Universities fail to move casual staff on to permanent contracts
Less than 1 per cent of the tens of thousands of sessional staff at Australian universities have benefited from legislation to shepherd long-term casuals into permanent employment, figures suggest.
The data emerged as 60 per cent of Australia’s public universities were being scrutinised over “systemic” underpayment of casuals.
Outrage over casualisation in the sector is reaching fever pitch, with the National Tertiary Education Union (NTEU) pressing new “wage theft” claims against universities, one of which has already repaid staff millions of dollars.
Meanwhile, a Senate committee says the sector needs a tailored system for “casual conversion” after new arrangements barely dented a sessional workforce estimated to number some 100,000 people – although reliable figures are unavailable, with casual staff tallies at some universities varying as much as eightfold depending on the data source.
Many academics say they have worked casually for a decade or more. The federal government ostensibly intended to help such people when it changed the Fair Work Act to make employers grant ongoing employment to their long-term casuals.
To be eligible, casuals must have been on staff for at least 12 months and working regular, ongoing patterns of hours for the past six – terms that rule out most casual academics, because of the sessional nature of their work.
Figures from the few universities prepared to share data show that of more than 18,500 casuals assessed for conversion, just 162 qualified. At least eight institutions, some with thousands of casuals, offered permanent employment to 10 or fewer.
The Senate’s Select Committee on Job Security said that the changes had done little for university staff. “The amendments are unlikely to bring many – if any – casual workers in the sector closer to secure work,” it noted in an interim report on precarity in publicly funded jobs.

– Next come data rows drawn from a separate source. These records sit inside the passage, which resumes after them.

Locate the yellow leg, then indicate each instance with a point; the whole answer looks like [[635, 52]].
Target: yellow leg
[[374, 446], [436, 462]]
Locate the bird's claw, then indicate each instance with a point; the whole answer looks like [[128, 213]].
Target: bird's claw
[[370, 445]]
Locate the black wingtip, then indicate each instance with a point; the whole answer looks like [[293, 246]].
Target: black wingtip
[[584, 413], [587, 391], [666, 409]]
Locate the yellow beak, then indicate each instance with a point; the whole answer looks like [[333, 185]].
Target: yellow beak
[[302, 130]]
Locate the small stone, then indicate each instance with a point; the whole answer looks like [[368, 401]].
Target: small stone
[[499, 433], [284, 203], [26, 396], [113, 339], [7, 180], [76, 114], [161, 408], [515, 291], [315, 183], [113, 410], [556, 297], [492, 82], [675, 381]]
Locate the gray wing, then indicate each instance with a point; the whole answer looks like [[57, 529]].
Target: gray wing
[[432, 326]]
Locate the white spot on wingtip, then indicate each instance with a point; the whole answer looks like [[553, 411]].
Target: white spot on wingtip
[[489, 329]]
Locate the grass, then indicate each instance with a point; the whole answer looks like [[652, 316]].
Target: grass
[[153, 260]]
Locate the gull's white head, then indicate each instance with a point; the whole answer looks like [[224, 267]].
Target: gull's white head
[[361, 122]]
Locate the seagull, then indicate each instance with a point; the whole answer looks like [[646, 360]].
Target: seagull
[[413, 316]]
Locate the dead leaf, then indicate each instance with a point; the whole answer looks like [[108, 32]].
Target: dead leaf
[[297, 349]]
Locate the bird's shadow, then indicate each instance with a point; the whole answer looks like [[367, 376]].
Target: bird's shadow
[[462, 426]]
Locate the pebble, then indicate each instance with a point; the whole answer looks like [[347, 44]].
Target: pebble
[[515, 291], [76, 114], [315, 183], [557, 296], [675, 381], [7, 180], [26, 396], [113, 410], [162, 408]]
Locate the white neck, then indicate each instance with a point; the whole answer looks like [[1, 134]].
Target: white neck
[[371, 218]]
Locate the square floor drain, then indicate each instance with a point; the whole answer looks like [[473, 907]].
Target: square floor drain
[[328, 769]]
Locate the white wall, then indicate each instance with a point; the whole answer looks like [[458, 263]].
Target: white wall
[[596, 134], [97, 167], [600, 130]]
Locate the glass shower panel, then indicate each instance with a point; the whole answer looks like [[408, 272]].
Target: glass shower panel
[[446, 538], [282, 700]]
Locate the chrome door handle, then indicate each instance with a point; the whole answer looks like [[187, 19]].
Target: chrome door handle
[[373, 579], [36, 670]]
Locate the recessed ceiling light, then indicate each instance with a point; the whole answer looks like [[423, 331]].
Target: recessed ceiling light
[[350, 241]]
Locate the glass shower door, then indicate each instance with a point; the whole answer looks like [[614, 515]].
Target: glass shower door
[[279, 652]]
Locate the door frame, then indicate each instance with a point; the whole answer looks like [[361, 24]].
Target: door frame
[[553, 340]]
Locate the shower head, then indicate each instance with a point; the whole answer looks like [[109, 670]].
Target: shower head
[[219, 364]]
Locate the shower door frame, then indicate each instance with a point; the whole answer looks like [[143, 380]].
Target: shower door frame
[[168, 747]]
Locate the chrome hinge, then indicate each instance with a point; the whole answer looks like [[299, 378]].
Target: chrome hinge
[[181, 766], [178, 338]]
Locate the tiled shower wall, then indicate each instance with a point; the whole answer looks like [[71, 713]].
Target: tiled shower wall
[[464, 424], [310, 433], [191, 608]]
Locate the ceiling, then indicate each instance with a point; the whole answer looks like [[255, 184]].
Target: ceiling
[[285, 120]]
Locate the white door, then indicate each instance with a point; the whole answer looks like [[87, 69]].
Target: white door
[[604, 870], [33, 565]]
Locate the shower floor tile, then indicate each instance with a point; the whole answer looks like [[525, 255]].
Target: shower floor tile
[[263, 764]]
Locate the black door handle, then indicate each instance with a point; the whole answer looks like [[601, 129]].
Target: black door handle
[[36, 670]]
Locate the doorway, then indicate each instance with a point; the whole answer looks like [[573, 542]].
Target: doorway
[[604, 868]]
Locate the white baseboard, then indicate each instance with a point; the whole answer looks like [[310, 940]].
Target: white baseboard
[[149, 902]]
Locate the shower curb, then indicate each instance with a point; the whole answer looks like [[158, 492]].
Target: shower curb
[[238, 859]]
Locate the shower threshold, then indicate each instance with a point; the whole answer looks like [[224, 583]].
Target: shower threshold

It called on the federal education department to work with universities, staff and the NTEU to design a “sector-appropriate” system of casual and fixed-term conversion that recognised real work patterns in higher education.
The committee also blamed manipulation of “piece rates”, a long-standing payment mechanism for marking, assessment, tutorials and lectures, for an explosion of “wage theft” overwhelmingly affecting casuals. “Exploitative workforce practices such as piece rates have become the contractual norm,” the report says.
The NTEU said 21 universities were either under investigation or auditing their own books for underpayments. The Fair Work Ombudsman said that it was investigating 14 universities over “large-scale systemic underpayment”.
Ombudsman Sandra Parker blamed piece rates, misclassification of employees, “poor governance and management oversight practices”, bad record keeping and a lack of centralised human resources for these “very serious” transgressions.